We spread operating and capital investment costs against all customer accounts so we would never actually develop a specific cost per gallon for SWIFT in isolation. The total cost of operating the SWIFT Research Center was budgeted at $1,069,951 or 0.6% of the total budget of $165,658,819. To answer your question, although we would not typically do this calculation as it is not relative to our financial budgeting process, based on our experience during the first year of operation we included $1,069,951 for the Operation and Maintenance of the SWIFT Research Center based on treating the projected capacity of 1 million gallons per day for a total annual treatment of 365,000,000 gallons. That works out to $0.0029 per gallon or $2.90 per 1000 gallons. Similarly, we spread cost of capital investment against all wastewater treated, not specific to treatment at individual facilities. The capital used to build the facility was $25 million or 0.9% of the current $2.7 billion CIP program. Although we would not typically perform this calculation, the SWIFT Research Center funding came from cash reserves – no financing costs were incurred.

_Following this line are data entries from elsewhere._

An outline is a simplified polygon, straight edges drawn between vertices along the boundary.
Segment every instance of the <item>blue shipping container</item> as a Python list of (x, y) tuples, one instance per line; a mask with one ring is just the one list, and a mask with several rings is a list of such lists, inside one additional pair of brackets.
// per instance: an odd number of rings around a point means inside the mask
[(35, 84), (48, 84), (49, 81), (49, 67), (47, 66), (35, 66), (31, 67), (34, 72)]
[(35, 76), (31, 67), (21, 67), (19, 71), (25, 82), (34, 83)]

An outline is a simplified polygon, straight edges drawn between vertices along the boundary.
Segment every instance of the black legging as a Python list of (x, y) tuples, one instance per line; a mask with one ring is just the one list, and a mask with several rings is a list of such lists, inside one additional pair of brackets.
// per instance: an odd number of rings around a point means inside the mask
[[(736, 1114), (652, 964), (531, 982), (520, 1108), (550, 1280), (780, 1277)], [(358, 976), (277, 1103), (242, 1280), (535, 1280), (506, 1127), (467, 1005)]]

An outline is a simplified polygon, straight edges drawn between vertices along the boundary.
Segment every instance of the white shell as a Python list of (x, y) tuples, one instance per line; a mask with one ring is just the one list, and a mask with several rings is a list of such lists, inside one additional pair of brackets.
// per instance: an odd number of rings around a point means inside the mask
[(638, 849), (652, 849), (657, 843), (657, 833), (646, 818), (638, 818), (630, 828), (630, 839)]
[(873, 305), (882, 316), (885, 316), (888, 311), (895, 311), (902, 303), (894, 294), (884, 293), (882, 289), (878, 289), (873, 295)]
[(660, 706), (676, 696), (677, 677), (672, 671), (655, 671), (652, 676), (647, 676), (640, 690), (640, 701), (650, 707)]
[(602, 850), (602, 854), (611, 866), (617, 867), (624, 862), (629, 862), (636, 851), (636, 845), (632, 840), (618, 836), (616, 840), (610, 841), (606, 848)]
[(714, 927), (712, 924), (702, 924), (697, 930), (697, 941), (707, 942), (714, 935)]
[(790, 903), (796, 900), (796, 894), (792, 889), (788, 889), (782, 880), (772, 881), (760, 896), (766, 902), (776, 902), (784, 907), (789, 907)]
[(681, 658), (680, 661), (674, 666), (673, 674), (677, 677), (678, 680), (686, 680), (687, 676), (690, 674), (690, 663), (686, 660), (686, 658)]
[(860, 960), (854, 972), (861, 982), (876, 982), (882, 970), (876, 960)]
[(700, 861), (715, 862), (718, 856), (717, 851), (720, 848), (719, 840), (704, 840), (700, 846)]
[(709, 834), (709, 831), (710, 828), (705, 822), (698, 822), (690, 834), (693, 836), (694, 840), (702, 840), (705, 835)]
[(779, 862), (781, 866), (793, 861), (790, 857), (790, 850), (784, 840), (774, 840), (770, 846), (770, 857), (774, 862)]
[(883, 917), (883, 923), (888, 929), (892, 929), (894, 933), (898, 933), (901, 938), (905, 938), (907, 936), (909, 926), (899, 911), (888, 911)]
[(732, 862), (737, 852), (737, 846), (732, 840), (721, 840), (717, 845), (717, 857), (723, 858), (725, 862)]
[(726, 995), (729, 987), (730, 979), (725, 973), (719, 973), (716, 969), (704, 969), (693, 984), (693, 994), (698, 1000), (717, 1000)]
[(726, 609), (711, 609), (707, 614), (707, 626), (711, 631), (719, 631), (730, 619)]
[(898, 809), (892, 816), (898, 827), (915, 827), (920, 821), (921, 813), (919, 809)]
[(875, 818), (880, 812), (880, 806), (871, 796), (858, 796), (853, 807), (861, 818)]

The facility was designed for a 20-year life. Following the same logic, the SWIFT Research Center will treat 365 million gallons annually for 20-years for a total of 7.3 billion gallons treated. Recovering the $25 million will require $0.0034 per gallon or $3.40 per 1000 gallons. Total cost is O&M at $2.90 + capital recovery $3.40 for a total cost, all-in of $6.30 per 1000 gallons. Again, we do not budget in this manner as all our facilities have differing costs per gallon treated and we spend much more to move wastewater to our treatment plants from customers living in more remote portions of the service area. We use overall costs spread against total volume treated to recover our actual costs.